The concert was opened by another piano-rock band, Mae. They put on a good performance, but the problem with arena shows is that most people don’t know the first opening bands songs and Mae definitely felt that vibe. If you’re a fan of them you would’ve been very happy with their performance, which included a mix of songs from their previous LPs and even some new ones from their new record which is being released in August. However, Mae did lack personality, which a band needs at shows lack this. They rarely engaged the crowd and seemed almost two serious up on the stage, but at least their set was solid.

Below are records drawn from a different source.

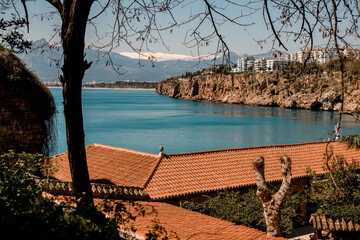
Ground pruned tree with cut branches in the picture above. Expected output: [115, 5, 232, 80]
[254, 156, 292, 237]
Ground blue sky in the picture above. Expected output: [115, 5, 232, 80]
[13, 0, 354, 56]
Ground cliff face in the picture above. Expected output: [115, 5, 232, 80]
[156, 73, 360, 111]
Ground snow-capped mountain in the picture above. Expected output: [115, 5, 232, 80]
[19, 39, 238, 82]
[119, 52, 215, 62]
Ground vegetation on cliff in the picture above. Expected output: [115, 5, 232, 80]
[156, 61, 360, 111]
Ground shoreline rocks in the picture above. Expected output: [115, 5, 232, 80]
[156, 73, 360, 111]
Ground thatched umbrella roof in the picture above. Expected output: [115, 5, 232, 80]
[0, 45, 56, 154]
[0, 44, 55, 119]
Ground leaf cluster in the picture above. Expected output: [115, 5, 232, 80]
[182, 189, 301, 234]
[310, 156, 360, 222]
[0, 14, 31, 53]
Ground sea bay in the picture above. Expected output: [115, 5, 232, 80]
[50, 88, 360, 153]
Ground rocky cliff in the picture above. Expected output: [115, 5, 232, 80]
[156, 73, 360, 111]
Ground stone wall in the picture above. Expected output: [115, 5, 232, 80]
[0, 47, 56, 155]
[0, 84, 47, 153]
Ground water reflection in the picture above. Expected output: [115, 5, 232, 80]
[51, 89, 360, 153]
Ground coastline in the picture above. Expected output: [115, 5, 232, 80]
[47, 86, 156, 91]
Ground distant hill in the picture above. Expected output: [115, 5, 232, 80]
[18, 39, 239, 82]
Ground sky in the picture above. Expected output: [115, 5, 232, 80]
[7, 0, 358, 57]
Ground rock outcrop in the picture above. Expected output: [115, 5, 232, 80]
[156, 73, 360, 111]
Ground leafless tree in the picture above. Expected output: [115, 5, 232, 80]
[1, 0, 257, 206]
[254, 156, 292, 237]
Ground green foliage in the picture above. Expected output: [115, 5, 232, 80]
[0, 14, 31, 53]
[0, 152, 119, 239]
[310, 156, 360, 222]
[339, 135, 360, 149]
[182, 189, 301, 234]
[0, 152, 177, 240]
[283, 62, 321, 77]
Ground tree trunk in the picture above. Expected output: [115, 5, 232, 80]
[58, 0, 94, 207]
[254, 156, 292, 237]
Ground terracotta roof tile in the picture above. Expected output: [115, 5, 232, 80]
[121, 202, 284, 240]
[53, 142, 360, 200]
[146, 142, 360, 200]
[52, 143, 159, 188]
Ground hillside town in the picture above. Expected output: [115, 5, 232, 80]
[232, 48, 360, 73]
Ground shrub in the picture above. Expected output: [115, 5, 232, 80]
[182, 189, 302, 234]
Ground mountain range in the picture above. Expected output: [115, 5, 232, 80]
[18, 39, 284, 82]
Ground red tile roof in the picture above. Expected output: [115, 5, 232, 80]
[50, 142, 360, 200]
[52, 143, 160, 188]
[146, 142, 360, 199]
[117, 202, 284, 240]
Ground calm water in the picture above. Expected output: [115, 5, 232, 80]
[51, 88, 360, 153]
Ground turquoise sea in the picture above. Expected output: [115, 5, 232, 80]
[51, 88, 360, 153]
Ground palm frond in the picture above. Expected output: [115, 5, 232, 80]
[339, 135, 360, 149]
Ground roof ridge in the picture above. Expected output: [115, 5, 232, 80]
[93, 143, 159, 157]
[166, 141, 336, 157]
[150, 201, 285, 240]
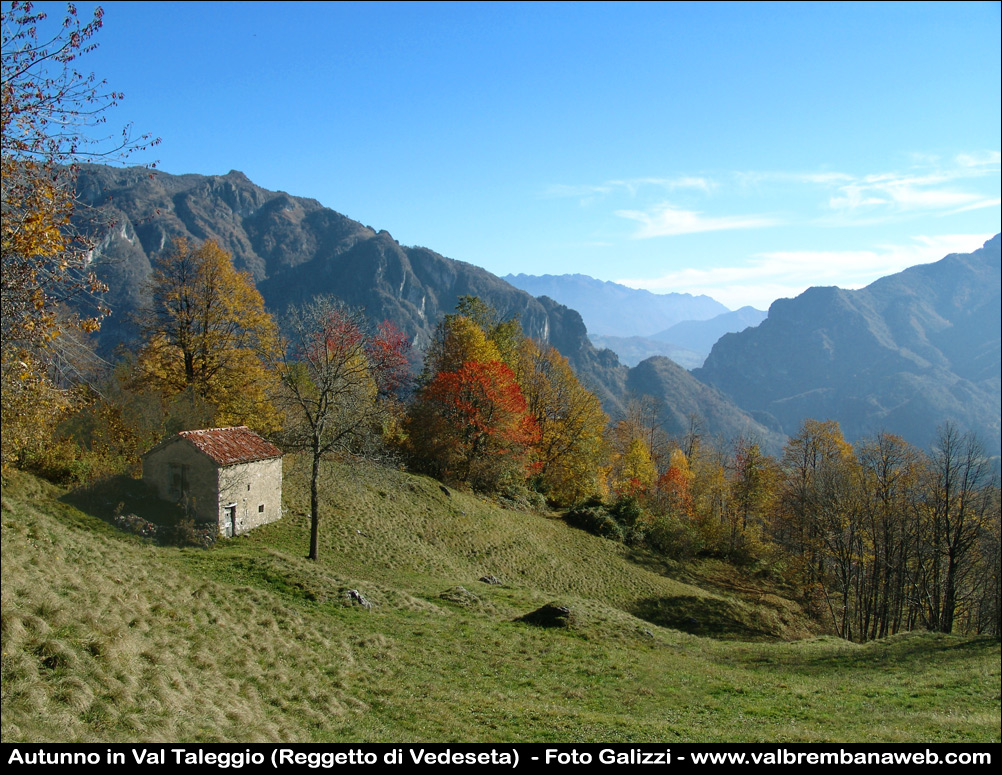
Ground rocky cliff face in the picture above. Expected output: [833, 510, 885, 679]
[72, 165, 821, 451]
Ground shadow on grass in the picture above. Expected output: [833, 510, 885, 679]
[772, 631, 999, 674]
[630, 595, 779, 641]
[59, 474, 184, 525]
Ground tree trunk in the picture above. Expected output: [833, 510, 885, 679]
[310, 443, 321, 560]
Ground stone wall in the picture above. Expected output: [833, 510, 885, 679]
[142, 439, 282, 536]
[218, 457, 282, 535]
[142, 439, 219, 522]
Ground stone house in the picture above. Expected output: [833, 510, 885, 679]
[142, 425, 282, 536]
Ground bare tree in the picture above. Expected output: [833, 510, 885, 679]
[278, 299, 410, 559]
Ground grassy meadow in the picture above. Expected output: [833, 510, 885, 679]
[0, 458, 1000, 743]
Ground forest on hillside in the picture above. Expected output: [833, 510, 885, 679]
[0, 3, 1002, 641]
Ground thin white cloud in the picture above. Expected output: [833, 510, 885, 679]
[615, 203, 778, 240]
[543, 175, 716, 199]
[615, 234, 992, 309]
[954, 150, 1002, 168]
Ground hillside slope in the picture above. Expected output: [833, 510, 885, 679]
[0, 461, 999, 743]
[78, 164, 781, 437]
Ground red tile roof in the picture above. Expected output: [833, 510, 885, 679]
[177, 425, 282, 465]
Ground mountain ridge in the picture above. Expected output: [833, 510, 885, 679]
[693, 235, 1002, 454]
[78, 164, 782, 449]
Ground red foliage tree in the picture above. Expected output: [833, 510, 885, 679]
[410, 361, 539, 491]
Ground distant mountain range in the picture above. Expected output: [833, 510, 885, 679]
[78, 165, 783, 449]
[590, 307, 766, 369]
[693, 235, 1002, 455]
[504, 275, 728, 336]
[78, 165, 1000, 452]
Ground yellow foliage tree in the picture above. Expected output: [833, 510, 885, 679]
[0, 3, 155, 464]
[137, 239, 280, 432]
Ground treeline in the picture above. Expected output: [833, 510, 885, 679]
[597, 411, 1002, 641]
[3, 240, 1000, 641]
[0, 9, 1000, 641]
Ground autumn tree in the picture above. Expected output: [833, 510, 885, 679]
[515, 338, 608, 505]
[0, 2, 149, 463]
[407, 297, 540, 492]
[277, 298, 410, 559]
[411, 361, 539, 492]
[137, 238, 279, 431]
[921, 424, 997, 633]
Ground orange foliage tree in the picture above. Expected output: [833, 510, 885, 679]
[411, 361, 539, 491]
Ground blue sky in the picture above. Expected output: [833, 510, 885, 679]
[25, 2, 1002, 309]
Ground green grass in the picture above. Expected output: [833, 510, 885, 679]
[0, 465, 1000, 743]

Next up was Chicago dance-rock band OK Go. Their performance was very infectious as they kept the crowd on their feat and constantly moving, even if some people didn’t know the words. Lead singer, Damian Kulash, ran around the stage and hyped everyone up while still singing loud enough for everyone in the arena to hear. The best part about their set is that everyone had their attention on what was happening on the stage and were satisfied with what they saw and heard. OK Go was a definite crowd-pleaser and a great way to make sure the crowd was warmed up for the night’s headliners.

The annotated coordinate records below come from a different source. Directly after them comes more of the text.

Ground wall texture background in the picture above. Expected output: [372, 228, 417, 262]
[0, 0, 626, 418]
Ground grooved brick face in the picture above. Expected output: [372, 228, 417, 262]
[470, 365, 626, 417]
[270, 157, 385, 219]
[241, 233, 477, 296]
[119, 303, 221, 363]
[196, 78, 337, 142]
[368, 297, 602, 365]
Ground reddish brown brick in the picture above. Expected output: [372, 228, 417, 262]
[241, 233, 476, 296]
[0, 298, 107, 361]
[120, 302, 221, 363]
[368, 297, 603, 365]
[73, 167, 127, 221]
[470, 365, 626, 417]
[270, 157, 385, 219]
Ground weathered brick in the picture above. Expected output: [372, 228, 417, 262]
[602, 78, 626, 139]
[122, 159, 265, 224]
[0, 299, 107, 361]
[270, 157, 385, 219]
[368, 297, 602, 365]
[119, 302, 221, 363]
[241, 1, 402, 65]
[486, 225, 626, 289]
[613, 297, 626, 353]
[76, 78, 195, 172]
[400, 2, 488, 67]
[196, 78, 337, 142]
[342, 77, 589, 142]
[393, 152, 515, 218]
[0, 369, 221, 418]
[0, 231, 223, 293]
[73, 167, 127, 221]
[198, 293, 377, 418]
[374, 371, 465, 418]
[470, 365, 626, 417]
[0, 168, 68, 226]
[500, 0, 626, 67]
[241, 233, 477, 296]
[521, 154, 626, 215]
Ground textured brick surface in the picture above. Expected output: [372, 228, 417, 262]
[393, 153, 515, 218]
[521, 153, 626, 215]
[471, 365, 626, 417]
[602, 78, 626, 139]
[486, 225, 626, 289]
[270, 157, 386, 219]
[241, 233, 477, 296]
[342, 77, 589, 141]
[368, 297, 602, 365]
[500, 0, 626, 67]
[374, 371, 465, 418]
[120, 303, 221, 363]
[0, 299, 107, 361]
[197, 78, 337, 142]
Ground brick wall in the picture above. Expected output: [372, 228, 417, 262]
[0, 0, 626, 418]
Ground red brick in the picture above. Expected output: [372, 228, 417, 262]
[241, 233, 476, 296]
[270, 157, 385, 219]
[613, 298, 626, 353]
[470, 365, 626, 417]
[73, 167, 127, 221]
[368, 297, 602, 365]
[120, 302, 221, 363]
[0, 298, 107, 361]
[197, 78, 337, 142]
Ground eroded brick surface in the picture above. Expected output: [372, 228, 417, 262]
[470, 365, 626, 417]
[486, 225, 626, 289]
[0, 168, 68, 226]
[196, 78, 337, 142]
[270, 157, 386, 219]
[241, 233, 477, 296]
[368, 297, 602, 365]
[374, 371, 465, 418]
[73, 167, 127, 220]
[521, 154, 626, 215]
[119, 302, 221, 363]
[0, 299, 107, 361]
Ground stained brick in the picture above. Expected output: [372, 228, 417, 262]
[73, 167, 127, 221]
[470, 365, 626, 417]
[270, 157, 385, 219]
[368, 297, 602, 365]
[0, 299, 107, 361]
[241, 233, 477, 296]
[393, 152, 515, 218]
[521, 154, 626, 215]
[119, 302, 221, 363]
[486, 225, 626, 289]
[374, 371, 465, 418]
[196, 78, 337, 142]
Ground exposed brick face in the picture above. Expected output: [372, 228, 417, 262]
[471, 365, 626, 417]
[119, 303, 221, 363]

Finally it was time for The Fray. A loud beep could be heard from the speakers and then a heart monitor showed up on all the screens surrounding the stage. As the beeps persisted the crowd became even more excited as everyone got to their feet and started cheering. The Fray walked on stage and began to sing their song, All At Once
, but one thing seemed to be lacking, more than half the crowd wasn’t singing along. From people who were so excited to not know any of the words to the opening song was rather shocking and this act seemed to carry out through the rest of the concert. After this song The Fray began to play more mellow songs which caused everyone to sit down, which isn’t what a band wants to see on their first arena tour, but The Fray lacked a lot of energy which is what the crowd needed to see. At least the band decided to switch things up in the middle of their set. They began to play some songs acoustically and even played some country songs, because as they said, “Every rock band needs a good country song,” the crowd didn’t seem to agree with that. After that the band decided to show some humor as the drummer, Ben Wysocki, switched roles with lead singer, Isaac Slade, and sang for a song, that the whole crowd seemed to know and actually excited them. And that song just happened to bean acoustic version of Shakira’s Hips Don't Lie
. The only other time the crowd became that excited and knew all the lyrics was when The Fray played their two singles Over My Head (Cable Car)
and How to Save a Life
. As The Fray left the stage the crowd cheered for more, which was ironic, since about half of them seemed to have fallen asleep during their set, but The Fray came out and did an encore for everyone who was cheering anyways. They played Look After You
and even did another cover, Oasis’ Wonderwall
, which pleased the crowd very much.
Overall The Fray came up short in showing why they should belong headlining in an arena, they lacked energy, didn’t engage the crowd, and most of their fans didn’t know any other songs besides their singles.